Report Estimates 15,000 Medicare Monthly Adverse Event Deaths

Responding to the HHS inspector general's report, the leader of the Centers for Medicare & Medicaid Services' administrator, Dr. Donald Berwick, outlined numerous steps being taken to reduce hospital errors.

A new report from the HHS inspector general estimates that 15,000 Medicare patients in October 2008 experienced adverse events while hospitalized that contributed to their deaths. The cases in the random sample investigated by the IG's office included medication errors, bloodstream infections, aspirations, and a ventilator-associated pneumonia. An additional 13.5 percent of Medicare patients that month experienced an adverse event that resulted in temporary harm to them -- and here, again, medication errors were the most common cause, according to the report.

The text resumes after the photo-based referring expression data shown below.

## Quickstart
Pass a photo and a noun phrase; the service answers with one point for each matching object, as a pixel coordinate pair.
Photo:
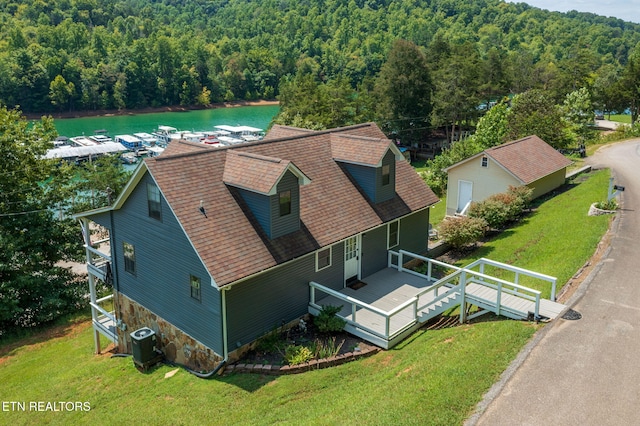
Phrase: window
(195, 287)
(393, 234)
(386, 175)
(285, 203)
(323, 259)
(129, 257)
(153, 201)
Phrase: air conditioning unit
(143, 342)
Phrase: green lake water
(198, 120)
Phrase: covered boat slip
(387, 306)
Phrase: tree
(492, 127)
(535, 113)
(456, 95)
(578, 113)
(61, 92)
(33, 289)
(403, 92)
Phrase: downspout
(225, 348)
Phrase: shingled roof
(527, 159)
(230, 242)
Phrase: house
(212, 248)
(528, 161)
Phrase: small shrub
(327, 321)
(326, 349)
(462, 231)
(270, 342)
(502, 208)
(493, 211)
(295, 355)
(612, 204)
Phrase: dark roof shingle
(230, 242)
(529, 158)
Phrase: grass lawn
(620, 118)
(433, 377)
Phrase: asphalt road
(586, 371)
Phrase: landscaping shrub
(295, 355)
(462, 231)
(327, 321)
(502, 208)
(607, 205)
(493, 211)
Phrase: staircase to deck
(388, 318)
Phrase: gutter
(225, 348)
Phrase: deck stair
(401, 300)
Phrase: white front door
(352, 259)
(465, 192)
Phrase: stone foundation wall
(176, 345)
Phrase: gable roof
(257, 173)
(229, 240)
(361, 150)
(527, 159)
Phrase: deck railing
(442, 284)
(104, 321)
(518, 272)
(356, 304)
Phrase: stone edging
(316, 364)
(594, 211)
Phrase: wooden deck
(548, 309)
(389, 289)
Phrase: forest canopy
(63, 55)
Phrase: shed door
(465, 191)
(351, 259)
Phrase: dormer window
(386, 175)
(285, 203)
(270, 187)
(153, 202)
(370, 162)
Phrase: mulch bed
(273, 361)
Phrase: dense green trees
(95, 54)
(36, 233)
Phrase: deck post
(86, 233)
(463, 295)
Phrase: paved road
(586, 372)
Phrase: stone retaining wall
(176, 345)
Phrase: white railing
(503, 287)
(481, 263)
(453, 284)
(387, 316)
(100, 316)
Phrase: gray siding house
(528, 161)
(214, 247)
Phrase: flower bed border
(315, 364)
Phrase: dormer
(270, 187)
(371, 162)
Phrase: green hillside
(102, 54)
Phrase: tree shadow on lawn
(14, 340)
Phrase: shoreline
(148, 110)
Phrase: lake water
(198, 120)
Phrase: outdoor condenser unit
(143, 342)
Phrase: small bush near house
(295, 355)
(500, 209)
(462, 231)
(327, 321)
(607, 205)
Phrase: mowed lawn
(433, 377)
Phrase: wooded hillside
(102, 54)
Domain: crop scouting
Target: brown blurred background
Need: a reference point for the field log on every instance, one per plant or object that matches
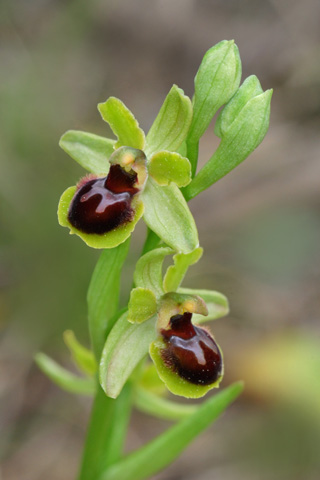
(260, 226)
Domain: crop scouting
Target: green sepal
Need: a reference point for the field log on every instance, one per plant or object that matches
(103, 295)
(165, 448)
(166, 167)
(176, 272)
(174, 303)
(142, 305)
(122, 123)
(249, 89)
(217, 304)
(148, 272)
(126, 345)
(174, 383)
(168, 215)
(216, 81)
(106, 240)
(172, 123)
(91, 151)
(152, 404)
(63, 378)
(243, 136)
(82, 356)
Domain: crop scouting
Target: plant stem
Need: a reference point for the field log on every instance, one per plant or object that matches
(106, 432)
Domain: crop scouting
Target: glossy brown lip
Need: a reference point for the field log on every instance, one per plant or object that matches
(191, 351)
(103, 204)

Significantly, the report's authors identified many adverse event incidents that were not on the National Quality Forum (NQF) list, which is important because that list is prominently used in states' adverse event reporting and as a measure of patient harm, the authors noted. They said only two of 18 adverse events they identified that resulted in serious disability or death of the patient were on the NQF list; both were medication errors. (The NQF Serious Reportable Events list is Appendix B of the report.)

Extrapolating the adverse event estimate to the $137 billion Medicare spent for inpatient care in FY2009, the report says adverse events cost $4.4 billion of that amount.

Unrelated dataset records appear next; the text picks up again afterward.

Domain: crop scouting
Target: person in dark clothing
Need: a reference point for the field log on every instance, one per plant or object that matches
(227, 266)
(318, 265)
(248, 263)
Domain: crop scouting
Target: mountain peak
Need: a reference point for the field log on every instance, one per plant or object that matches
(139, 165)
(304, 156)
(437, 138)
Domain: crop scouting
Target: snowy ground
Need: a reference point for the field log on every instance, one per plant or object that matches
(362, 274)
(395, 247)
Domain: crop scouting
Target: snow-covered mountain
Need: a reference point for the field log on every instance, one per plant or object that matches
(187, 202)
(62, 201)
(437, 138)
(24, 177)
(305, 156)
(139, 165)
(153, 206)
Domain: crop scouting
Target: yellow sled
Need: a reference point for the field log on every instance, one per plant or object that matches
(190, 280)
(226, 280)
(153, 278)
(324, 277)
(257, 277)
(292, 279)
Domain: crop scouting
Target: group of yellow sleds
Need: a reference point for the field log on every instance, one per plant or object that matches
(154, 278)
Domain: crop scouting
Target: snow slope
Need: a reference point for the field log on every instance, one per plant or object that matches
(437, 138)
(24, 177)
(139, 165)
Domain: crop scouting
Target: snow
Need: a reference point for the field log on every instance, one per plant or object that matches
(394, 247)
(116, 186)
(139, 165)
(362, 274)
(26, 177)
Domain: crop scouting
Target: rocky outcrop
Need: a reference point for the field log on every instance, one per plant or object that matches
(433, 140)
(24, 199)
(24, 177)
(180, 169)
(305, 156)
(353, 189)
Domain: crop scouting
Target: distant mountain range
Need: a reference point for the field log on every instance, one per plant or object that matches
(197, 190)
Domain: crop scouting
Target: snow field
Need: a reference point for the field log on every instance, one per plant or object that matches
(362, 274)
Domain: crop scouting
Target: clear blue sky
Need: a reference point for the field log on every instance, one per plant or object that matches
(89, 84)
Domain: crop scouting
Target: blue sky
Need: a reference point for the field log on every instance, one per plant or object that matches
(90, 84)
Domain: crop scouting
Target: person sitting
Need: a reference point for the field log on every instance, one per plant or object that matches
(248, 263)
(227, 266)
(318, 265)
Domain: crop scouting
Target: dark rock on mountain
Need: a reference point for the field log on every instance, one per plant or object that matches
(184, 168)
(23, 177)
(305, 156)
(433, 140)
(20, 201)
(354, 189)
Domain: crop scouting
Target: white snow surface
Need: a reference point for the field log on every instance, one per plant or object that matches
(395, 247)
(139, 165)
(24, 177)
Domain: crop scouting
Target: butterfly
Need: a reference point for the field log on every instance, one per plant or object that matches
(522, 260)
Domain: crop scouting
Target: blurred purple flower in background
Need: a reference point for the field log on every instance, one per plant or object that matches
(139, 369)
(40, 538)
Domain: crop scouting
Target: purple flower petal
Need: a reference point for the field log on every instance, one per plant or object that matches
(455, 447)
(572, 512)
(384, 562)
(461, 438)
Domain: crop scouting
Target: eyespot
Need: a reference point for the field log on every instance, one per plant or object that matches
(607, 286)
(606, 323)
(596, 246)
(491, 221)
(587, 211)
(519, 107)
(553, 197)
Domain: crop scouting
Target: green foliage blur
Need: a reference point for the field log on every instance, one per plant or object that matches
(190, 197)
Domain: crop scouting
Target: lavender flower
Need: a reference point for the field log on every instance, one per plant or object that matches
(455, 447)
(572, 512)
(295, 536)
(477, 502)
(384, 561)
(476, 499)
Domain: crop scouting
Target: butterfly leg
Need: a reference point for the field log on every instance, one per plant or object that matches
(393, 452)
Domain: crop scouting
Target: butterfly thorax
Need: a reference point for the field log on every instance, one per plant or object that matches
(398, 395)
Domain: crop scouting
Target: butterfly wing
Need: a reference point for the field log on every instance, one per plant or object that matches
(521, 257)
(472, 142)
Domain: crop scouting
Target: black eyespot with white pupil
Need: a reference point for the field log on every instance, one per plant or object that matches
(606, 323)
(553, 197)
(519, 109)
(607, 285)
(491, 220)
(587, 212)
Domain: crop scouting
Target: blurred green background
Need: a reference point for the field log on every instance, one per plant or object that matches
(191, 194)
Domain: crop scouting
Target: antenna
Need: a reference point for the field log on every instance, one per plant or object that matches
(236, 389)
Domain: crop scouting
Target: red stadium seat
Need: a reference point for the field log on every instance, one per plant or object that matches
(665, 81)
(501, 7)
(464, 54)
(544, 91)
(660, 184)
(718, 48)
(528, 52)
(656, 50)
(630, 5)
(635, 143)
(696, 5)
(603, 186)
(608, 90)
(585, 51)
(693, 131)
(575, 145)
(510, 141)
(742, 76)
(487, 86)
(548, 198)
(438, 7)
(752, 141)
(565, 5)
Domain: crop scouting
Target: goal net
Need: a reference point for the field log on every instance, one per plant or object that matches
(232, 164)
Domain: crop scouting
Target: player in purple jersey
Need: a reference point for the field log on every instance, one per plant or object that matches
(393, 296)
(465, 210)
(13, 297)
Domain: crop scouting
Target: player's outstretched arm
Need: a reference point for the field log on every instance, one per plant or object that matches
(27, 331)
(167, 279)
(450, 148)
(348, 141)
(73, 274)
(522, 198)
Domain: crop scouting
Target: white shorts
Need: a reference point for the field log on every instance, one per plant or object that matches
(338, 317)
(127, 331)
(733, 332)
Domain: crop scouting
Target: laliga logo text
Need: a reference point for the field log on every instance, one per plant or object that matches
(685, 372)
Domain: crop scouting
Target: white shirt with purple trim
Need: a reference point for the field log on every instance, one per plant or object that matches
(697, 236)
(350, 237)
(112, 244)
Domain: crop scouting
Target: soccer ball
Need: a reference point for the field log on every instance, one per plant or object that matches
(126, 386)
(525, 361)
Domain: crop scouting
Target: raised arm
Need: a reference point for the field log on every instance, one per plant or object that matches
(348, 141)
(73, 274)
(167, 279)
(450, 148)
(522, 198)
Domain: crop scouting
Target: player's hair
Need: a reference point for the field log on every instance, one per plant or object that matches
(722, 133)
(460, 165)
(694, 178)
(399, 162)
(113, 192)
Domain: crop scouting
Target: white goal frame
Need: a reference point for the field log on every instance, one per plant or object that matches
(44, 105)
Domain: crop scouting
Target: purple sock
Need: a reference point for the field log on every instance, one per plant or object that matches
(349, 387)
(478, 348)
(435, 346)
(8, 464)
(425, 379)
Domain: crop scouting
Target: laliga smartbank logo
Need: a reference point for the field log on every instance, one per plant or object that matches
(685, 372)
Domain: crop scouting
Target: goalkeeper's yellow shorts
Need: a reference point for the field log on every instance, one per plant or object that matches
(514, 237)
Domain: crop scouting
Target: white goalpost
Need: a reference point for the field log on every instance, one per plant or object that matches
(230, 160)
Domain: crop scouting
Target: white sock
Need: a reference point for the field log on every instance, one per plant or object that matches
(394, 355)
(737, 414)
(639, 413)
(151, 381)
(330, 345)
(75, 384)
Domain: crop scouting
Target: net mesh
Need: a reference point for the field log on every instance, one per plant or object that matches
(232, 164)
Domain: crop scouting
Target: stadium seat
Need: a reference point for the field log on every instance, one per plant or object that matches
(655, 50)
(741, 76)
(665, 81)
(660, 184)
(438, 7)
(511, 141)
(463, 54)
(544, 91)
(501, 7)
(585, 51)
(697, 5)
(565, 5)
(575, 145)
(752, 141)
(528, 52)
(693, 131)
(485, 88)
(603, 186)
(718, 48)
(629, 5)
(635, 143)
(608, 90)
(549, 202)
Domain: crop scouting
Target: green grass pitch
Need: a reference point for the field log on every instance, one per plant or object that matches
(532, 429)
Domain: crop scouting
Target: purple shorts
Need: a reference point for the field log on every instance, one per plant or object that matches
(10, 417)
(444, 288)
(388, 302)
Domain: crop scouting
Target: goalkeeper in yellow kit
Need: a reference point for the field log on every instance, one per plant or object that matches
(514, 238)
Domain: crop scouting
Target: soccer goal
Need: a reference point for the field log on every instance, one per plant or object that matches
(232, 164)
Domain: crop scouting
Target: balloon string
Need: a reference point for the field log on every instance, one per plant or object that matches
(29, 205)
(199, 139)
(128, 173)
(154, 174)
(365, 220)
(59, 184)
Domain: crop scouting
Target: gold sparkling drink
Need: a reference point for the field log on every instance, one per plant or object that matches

Physician reviewers determined 44 percent of adverse and temporary harm events were clearly or likely preventable, according to the report, which indicated hospital care associated with such events cost Medicare $324 million in October 2008. The report is based on a randomly selected sample of 785 beneficiaries among 999,645 who were discharged from acute care hospitals during that month.

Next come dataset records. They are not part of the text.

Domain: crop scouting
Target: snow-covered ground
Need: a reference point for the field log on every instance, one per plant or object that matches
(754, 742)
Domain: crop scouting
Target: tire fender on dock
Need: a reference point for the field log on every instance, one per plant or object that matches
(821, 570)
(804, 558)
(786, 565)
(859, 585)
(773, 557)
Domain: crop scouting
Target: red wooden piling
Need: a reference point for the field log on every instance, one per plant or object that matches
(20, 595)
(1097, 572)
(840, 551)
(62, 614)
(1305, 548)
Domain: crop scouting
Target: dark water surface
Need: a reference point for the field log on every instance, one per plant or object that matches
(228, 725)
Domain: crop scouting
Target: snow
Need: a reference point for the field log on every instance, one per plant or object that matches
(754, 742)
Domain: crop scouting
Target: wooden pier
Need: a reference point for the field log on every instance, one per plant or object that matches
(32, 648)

The Centers for Medicare & Medicaid Services' administrator, Dr. Donald Berwick, provided a lengthy response that is included in the report. He discusses numerous steps CMS is taking to reduce hospital errors and notes eight hospital-acquired conditions (HACs) are being added to CMS' online Hospital Compare database: foreign object retained after surgery, air embolism, blood incompatibility, pressure ulcer (stages III and IV), falls and trauma, vascular catheter-associated infection, catheter-associated urinary tract infection, and manifestations of poor glycemic control.